C’est bien pour cela que, plus tard, lorsque les républicains furent bien installés dans les institutions de la IIIe République, lorsqu’ils en eurent évincé les monarchistes (ce qui se fit progressivement au fil des élections successives, qui marquent à la Chambre des députés puis au Sénat la victoire des républicains contre les monarchistes), ils tentèrent de transformer l’institution sénatoriale. Pour les plus radicaux d’entre eux (on les classerait aujourd’hui à l’extrême gauche), le Sénat était un obstacle à l’expression de la souveraineté nationale, dont ils considéraient que la Chambre des députés, élue au suffrage universel direct, avait le monopole de l’expression. Ces républicains radicaux essayèrent, en vain, de supprimer le Sénat. En définitive, l’institution fut simplement « démocratisée » dans son recrutement, par la révision constitutionnelle d’août 1884. La loi constitutionnelle (de révision) du 14 août 1884 supprima en effet les sénateurs inamovibles, et modifia le mode de scrutin pour l’élection des sénateurs, de sorte que les grandes villes (traditionnellement moins conservatrices que les petites communes) pèsent davantage dans l’élection.

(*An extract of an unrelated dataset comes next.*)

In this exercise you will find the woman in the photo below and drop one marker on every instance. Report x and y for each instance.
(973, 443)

La Constitution de 1875 instaurait un régime parlementaire. Ce régime est caractérisé par la responsabilité politique du Gouvernement devant le Garlement, et implique (en général) la dualité organique de l’exécutif. La fonction exécutive fut ainsi attribuée à deux organes : un chef de l’État, autorité individuelle (le président de la République) ; un gouvernement, autorité collégiale (le « Conseil des ministres »). Quel était leur statut ?

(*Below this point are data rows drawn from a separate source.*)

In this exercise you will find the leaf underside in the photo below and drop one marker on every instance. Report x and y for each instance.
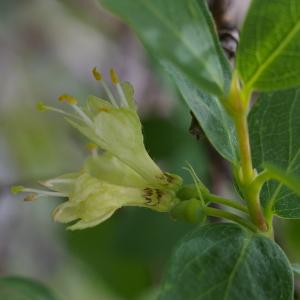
(269, 49)
(274, 124)
(174, 31)
(224, 261)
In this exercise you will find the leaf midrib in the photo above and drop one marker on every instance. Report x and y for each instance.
(272, 57)
(246, 244)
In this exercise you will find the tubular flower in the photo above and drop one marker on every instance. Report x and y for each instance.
(122, 175)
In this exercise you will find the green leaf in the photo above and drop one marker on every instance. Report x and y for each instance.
(268, 54)
(274, 133)
(296, 268)
(289, 180)
(224, 261)
(19, 288)
(211, 115)
(180, 33)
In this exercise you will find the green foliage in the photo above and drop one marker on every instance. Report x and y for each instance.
(210, 113)
(18, 288)
(170, 28)
(224, 261)
(216, 261)
(274, 128)
(268, 55)
(174, 31)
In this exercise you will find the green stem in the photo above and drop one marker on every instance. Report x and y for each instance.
(241, 125)
(227, 202)
(214, 212)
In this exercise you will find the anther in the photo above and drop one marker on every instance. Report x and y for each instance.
(97, 75)
(67, 98)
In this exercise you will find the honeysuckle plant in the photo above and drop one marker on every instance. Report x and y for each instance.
(237, 258)
(123, 174)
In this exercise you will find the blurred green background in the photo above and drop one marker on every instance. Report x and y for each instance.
(47, 48)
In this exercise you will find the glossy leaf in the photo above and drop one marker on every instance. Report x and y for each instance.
(268, 54)
(180, 33)
(19, 288)
(211, 115)
(296, 268)
(224, 261)
(274, 132)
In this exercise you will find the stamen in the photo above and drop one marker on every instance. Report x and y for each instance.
(93, 148)
(44, 193)
(115, 80)
(17, 189)
(40, 106)
(49, 183)
(114, 76)
(109, 94)
(97, 75)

Le président de la République était élu par les députés et les sénateurs réunis en Assemblée nationale (tel est le nom attribué par le constituant de 1875 à la réunion des deux chambres) (article 2 de la loi constitutionnelle du 25 février 1875). En 1875, comme en 1946 et en 1958, l’élection du président de la République au suffrage universel direct fut donc écartée. C'est que le souvenir du 2 décembre (date du coup d’État de Louis-Napoléon Bonaparte, premier chef d’État français élu – en 1848 – au suffrage universel direct), était encore dans tous les esprits. L’élection populaire donnant une forte légitimité à la fonction, monarchistes comme républicains craignaient qu’un président élu de cette façon, fort de sa légitimité électorale et populaire, n’abuse de son pouvoir.

Rq.Notez ici l’importance de la culture constitutionnelle et historique pour comprendre le refus, même républicain, de l’élection du chef de l’État au suffrage universel jusque dans la deuxième moitié du XXe siècle (1962).

Le même article 2 de la loi du 25 février 1875 prévoyait que le président de la République était élu pour 7 ans et qu’il était rééligible. Quant au régime de sa responsabilité, l’article 6 de la loi du 25 février 1875 énonçait le principe de son irresponsabilité pénale et politique, sauf hypothèse de la haute trahison. L’irresponsabilité du chef de l’État est classique en régime parlementaire. Rappelons que ce régime est né de la pratique politique, dans le cadre de la monarchie britannique. L’irresponsabilité du monarque dans la monarchie parlementaire britannique (qu’illustre la formule-fiction « the king can do no wrong », c’est-à-dire « le roi ne peut mal faire ») s’explique par l’impossibilité de le destituer. Cette institution monarchique de l’irresponsabilité du chef de l’État a été transposée dans le cadre républicain par le constituant de 1875 – d’autant plus facilement que, souvenons-nous, son ambition était de transformer, dès que cela était possible, le président en monarque.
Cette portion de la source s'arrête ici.